M-commerce Fraud Wanes in Focus for Merchants

Digital download websites are enjoying the benefits of mobile commerce—and many feel they’re ahead of the average online merchant when it comes to balancing the opportunities and risks that m-commerce brings. As a result, fraud is waning as a focus, according to a recent study: Just 11.3% said addressing the fraud risk was one of their biggest challenges—down from 20.1% the previous year.

In the third-annual Mobile Payments & Fraud: 2015 Report, commissioned by Kount, the Fraud Practice and CardNotPresent.com questioned nearly 1,500 fraud and payment professionals representing merchants, fraud and ecommerce service providers, card issuers and card associations.

It found that more than a third (39.4%) of merchants said they were tracking fraud by channel, but concerningly, 34.2% were uncertain whether they were. Meanwhile, most respondents (61%) were uncertain whether fraud was increasing in their mobile channel; 4.8% said it was decreasing, and 13.2% said it was increasing.

Asked how risk in the mobile channel—millions are lost every year—compared to other channels, 34.8% of those working in digital goods said it was somewhat riskier, and 56.5% said it was just as risky. Only 6.5% said it was far riskier.

Don Bush, vice president of marketing at Kount, said digital goods merchants appeared to be somewhat ahead of the crowd of online traders on mobile adoption and fraud protection. Websites said that they used a variety of methods to protect themselves from mobile-specific fraud, including device ID recognition (36%), secure mobile encryption (36%) and mobile geolocation (28%).

But he said there was still work to be done. “To successfully support the growth of mobile, organizations must first ensure IT departments are talking with fraud teams to understand the risks and rewards, or mobile fraud will grow to a bigger issue in the coming years,” he said in a statement.
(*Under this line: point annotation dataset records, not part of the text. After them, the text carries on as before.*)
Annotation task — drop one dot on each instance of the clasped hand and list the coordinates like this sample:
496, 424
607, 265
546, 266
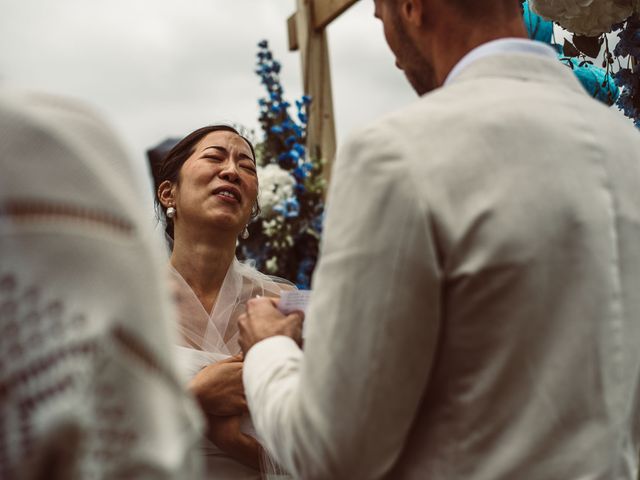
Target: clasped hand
263, 320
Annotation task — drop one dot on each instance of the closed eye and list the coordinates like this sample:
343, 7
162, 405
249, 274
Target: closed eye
249, 166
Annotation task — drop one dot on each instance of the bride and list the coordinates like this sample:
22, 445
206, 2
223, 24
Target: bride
207, 189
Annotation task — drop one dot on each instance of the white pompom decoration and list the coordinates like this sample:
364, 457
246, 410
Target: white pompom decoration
586, 17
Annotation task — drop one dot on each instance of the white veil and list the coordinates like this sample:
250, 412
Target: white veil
210, 337
217, 332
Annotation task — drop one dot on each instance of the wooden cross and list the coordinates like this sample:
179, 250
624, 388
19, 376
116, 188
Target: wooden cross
307, 33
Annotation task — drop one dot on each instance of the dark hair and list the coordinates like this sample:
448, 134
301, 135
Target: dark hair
168, 168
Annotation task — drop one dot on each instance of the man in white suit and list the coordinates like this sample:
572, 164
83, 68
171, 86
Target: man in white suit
476, 312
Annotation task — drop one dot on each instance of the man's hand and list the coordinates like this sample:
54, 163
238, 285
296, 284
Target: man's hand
264, 320
225, 433
218, 388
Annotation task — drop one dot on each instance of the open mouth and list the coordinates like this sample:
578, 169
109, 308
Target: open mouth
230, 194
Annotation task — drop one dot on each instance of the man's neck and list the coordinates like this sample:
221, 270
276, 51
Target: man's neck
450, 45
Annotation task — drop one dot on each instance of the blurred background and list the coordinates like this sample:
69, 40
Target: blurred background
163, 68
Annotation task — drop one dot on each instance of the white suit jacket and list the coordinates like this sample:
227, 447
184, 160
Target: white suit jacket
476, 309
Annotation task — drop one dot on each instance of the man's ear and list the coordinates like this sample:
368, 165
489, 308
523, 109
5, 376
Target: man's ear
412, 12
166, 194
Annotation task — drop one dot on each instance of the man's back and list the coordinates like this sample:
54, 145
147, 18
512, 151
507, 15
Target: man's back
533, 198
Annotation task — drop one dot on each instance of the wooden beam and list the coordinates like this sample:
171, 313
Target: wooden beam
325, 11
316, 74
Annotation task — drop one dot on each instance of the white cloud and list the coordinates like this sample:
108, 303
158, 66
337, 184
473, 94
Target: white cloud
163, 68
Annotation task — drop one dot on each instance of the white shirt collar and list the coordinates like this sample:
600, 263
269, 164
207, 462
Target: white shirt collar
500, 46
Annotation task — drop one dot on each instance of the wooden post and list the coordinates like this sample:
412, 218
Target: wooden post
307, 32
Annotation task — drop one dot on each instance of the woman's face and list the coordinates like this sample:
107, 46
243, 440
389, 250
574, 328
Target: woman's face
218, 184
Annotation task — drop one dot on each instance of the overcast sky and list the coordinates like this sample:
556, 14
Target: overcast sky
165, 67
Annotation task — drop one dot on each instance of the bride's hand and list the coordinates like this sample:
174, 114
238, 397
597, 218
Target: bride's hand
218, 388
225, 433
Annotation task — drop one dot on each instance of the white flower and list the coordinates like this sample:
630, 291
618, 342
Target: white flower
272, 227
585, 17
272, 265
276, 186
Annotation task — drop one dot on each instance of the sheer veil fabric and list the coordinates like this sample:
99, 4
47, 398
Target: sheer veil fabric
209, 337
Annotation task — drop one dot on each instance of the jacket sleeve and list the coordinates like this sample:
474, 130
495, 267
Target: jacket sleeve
344, 408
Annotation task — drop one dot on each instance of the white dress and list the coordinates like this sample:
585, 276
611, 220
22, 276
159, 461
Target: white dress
87, 388
212, 337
About 12.4% of respondents represented websites in the gaming sector, which is a popular target for cyber-criminals and hackers, as evidenced by the recent Grand Theft Auto V attack. More than a third (34.6%) of respondents from this sector said that it was very important to detect whether visitors were transacting on mobile, while half (50%) said it was somewhat important.

But taking gaming as just part of the m-commerce universe, just how big a target surface are we talking about, you may ask?

The survey found that the number of merchants actively supporting mobile commerce continues to climb, with 68.7% of all merchant respondents now doing so and a further 20.5% planning to support it from this year.

Last year 63.6% supported mobile, and 24.7% planned to do so this year. Most (89.1%) say the channel is very or somewhat important for their growth plans, up from 83.5% last year.

Among those representing websites that sell digital goods, 77.8% of websites said they actively supported mobile already, and 14.8% planned to do so in 2015. Asked what proportion of their sales came from mobile, 24.1% of respondents from the digital downloads sector said it was between five and 10%, and the same percentage said it was between 10 and 20%.

Only 3.7% said they earned more than half their revenue via mobile devices, but 13% said they expected to within two years, while 31.5% said they expected to earn between 20% and 30% of revenue through mobile devices by then.

“The mobile channel provides tremendous opportunities but also great risks,” said Don Bush, vice president of marketing at Kount. “Merchants need to remember that in order to benefit from mobile commerce they must adopt mobile specific anti-fraud tools.”